Se uns dizem que “é altamente positivo” ou que “é naturalmente muito bem aceite”, outros consideram que “as propostas não têm qualquer cabimento”. 
Parece que o Pacto quer desmentir a usual e, muitas vezes, ligeira forma de “apontar o sistema de justiça como sendo um dos maiores entraves ao desenvolvimento económico e à competitividade do país”.
Mas alguns sustentam que a responsabilidade de ponderar “se a prática da justiça está a ser justa, célere e benéfica para a economia” é do Governo e não dos agentes judiciais, não sendo “aos próprios executores que cabe propor orientações políticas sobre esta matéria”.
E, dos que aceitam e elogiam as medidas propostas, alguns entendem que estas 89 medidas podem ficar apenas pela retórica e pelo papel.

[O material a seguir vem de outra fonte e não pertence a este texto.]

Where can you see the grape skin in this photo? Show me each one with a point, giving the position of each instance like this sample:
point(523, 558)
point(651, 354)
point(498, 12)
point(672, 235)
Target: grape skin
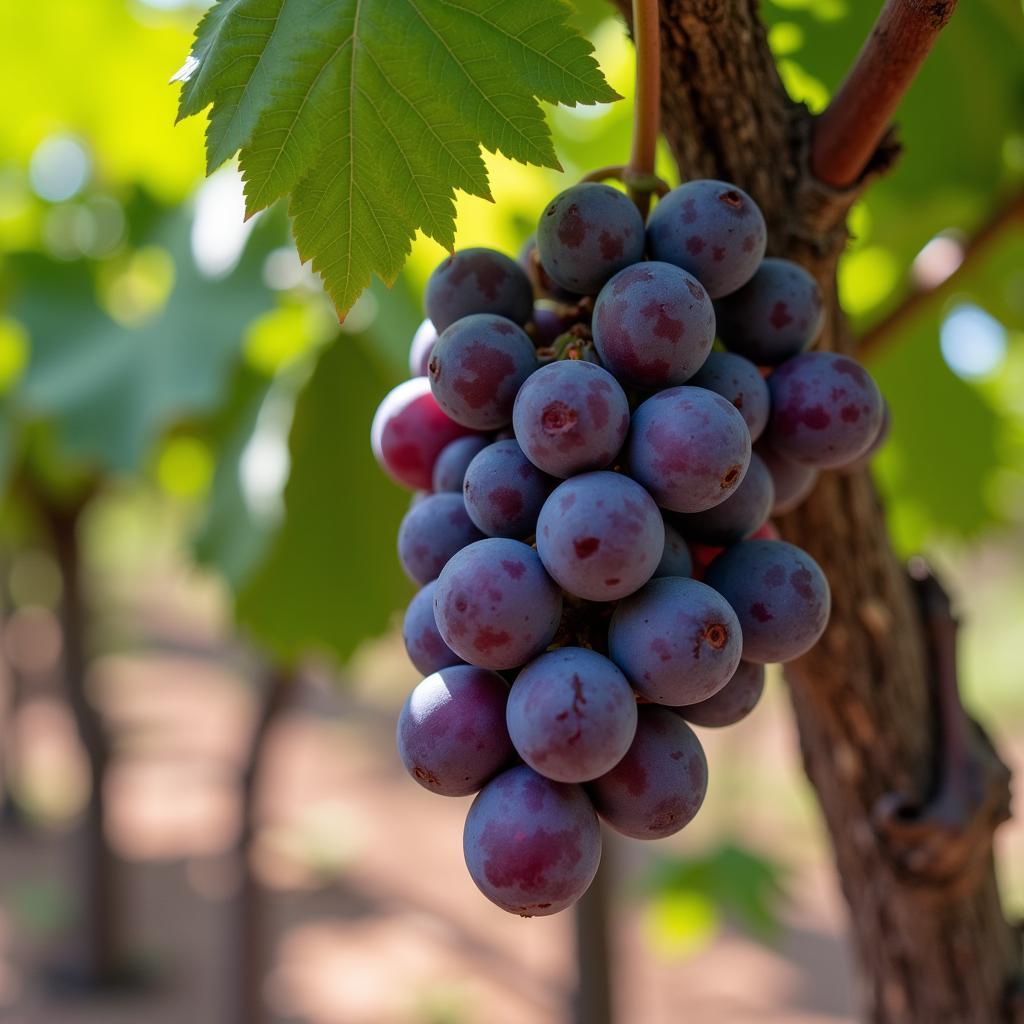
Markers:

Os partidos já prometeram vir a analisar com cuidado o documento. Porém, alguns já alertaram para a necessidade de alterar a Constituição para que seja possível levar a cabo algumas das medidas propostas, por exemplo, no atinente à unificação das jurisdições. E não se vê que esteja no horizonte político uma revisão constitucional. Por outro lado, são necessárias mais formas de cooperação internacional, o que requer mais negociação. E não são os operadores da Justiça que a efetivam. E, ainda, torna-se necessária uma grande mobilização de meios. E esse é busílis das reformas. E é por isso que a educação e a saúde são deficitárias e não por falta de pacto, como parece Marcelo querer concluir.
Porém, o Pacto constitui um sinal e um sério aviso aos partidos de que podem e devem legislar – o que a eles compete, por sua iniciativa ou por iniciativa do Governo. Resta aos operadores da Justiça que, a seu tempo, deem pronto e sábio parecer sobre as iniciativas legislativas que forem desencadeadas.